Ardern announced the move while speaking to media after a Cabinet meeting to decide on alert level changes.
Watch the media conference live here:
This will be reconsidered with a plan to move Auckland down a level at the start of the next weekend if possible, she said.
"If you are sick, stay at home, don't go to work or school and don't socialise. Keep track of where you've been at all times."
The restriction of 100 people at events will be in place.
Director-General of Health Ashley Bloomfield said he was issuing a new Section 70 order.
It would mean that any person who attended City Fitness Hunters Plaza on 20 February between 11.15am and 1.45pm, or 26 February between 3.25pm and 4.30pm, as well as anyone who is a close, close-plus or casual contacts is required to:
- Isolate at your usual home
- Report for testing at a specified time
- Accept testing and isolate until you are told officially that you no longer need to
Ardern said it was good news that there had been no new cases for five days in a row.
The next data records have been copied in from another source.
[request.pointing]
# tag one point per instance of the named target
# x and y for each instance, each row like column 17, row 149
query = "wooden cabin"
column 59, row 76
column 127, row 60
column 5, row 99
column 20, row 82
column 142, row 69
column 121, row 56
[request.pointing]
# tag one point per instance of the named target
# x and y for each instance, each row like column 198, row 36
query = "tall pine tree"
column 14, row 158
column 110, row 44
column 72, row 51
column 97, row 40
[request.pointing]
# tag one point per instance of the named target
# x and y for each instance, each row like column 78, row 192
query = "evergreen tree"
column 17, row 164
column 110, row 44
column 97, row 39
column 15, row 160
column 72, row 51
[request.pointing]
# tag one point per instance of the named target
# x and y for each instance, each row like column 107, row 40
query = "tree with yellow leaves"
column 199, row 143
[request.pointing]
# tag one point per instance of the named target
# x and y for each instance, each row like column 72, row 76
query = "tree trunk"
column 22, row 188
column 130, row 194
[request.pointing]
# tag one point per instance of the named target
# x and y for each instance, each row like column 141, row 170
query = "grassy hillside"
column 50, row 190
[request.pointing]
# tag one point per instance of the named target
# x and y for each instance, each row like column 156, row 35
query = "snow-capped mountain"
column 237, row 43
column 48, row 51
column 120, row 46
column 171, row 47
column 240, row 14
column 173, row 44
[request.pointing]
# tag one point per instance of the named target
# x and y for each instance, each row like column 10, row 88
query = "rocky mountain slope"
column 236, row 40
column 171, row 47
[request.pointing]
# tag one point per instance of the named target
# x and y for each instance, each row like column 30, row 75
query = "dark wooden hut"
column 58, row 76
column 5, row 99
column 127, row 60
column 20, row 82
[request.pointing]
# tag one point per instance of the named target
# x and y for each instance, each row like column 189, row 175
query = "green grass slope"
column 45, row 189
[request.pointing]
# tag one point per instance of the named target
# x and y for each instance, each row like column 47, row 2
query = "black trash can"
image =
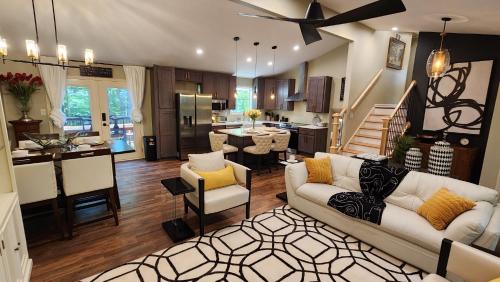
column 150, row 148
Ardern said the strategy of elimination was best for New Zealand but it did not make it easy.
"Covid has taken a toll on so many in so many ways, but it will get better."
She said an elimination strategy was hard work and it was normal to feel fatigued, but New Zealand was not in the devastating position that much of the world found itself in.
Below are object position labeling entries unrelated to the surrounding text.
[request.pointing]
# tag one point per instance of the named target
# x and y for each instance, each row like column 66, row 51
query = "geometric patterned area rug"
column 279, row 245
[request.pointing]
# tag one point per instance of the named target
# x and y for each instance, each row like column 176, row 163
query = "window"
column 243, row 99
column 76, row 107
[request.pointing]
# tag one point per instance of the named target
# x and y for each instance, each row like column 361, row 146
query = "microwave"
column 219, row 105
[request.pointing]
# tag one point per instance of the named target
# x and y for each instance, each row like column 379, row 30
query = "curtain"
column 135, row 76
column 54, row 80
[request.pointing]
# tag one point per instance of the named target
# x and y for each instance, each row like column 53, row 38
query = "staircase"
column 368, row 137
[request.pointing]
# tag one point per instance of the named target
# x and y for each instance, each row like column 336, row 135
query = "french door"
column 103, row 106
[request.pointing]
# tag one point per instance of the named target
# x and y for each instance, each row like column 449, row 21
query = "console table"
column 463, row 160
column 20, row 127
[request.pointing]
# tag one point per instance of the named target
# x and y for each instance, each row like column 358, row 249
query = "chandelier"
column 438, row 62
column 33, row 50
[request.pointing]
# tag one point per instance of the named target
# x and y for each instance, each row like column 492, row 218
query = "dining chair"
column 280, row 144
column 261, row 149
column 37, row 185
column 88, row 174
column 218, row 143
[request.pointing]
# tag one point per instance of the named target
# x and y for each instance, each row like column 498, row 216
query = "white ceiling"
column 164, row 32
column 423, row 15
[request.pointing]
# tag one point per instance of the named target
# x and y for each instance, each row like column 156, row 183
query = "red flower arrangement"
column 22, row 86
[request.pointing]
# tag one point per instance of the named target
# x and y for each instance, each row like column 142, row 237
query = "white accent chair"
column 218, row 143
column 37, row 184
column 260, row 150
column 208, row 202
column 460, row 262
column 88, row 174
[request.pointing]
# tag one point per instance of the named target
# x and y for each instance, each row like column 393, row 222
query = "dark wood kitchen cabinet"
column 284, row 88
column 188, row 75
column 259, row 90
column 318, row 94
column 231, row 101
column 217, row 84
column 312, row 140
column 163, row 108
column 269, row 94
She said she continued to stand by what she had said about current cases in that she did not believe anyone deliberately went out to do things they should not.
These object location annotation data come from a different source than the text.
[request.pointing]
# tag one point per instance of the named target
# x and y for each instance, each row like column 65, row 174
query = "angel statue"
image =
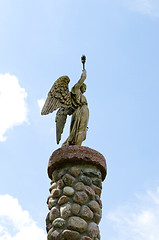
column 69, row 103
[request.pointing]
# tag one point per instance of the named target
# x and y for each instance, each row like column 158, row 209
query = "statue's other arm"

No new cases of Covid-19 have been reported in the community or in managed isolation today.
The Ministry of Health said there was still a strong demand for testing with more than 11,500 tests processed yesterday. Results from wastewater testing at three Auckland sites - including Papatoetoe - on Wednesday have all come back negative.
Dr Ashley Bloomfield said today that about 6000 people connected to the latest cluster have been contacted, with many of them followed up on a daily basis.
He said all outstanding Papatoetoe contacts have returned a negative test.
The person who lives in a sleepout at a property owned by one of the four families involved in the cluster had now opted to go into a managed isolation facility, he said.
"It is possible we may still get positive results from people who remain in isolation and are still to get a day 12 tests. It's important to note that these people are in isolation," he said.
The people who refused a test would be required to take a test if they develop symptoms, in the meantime they are staying in MIQ, Bloomfield said.
Regarding the resurgence payment, 32625 applications have been received, with a total of at a total of $88.4 million asked for, Ardern said.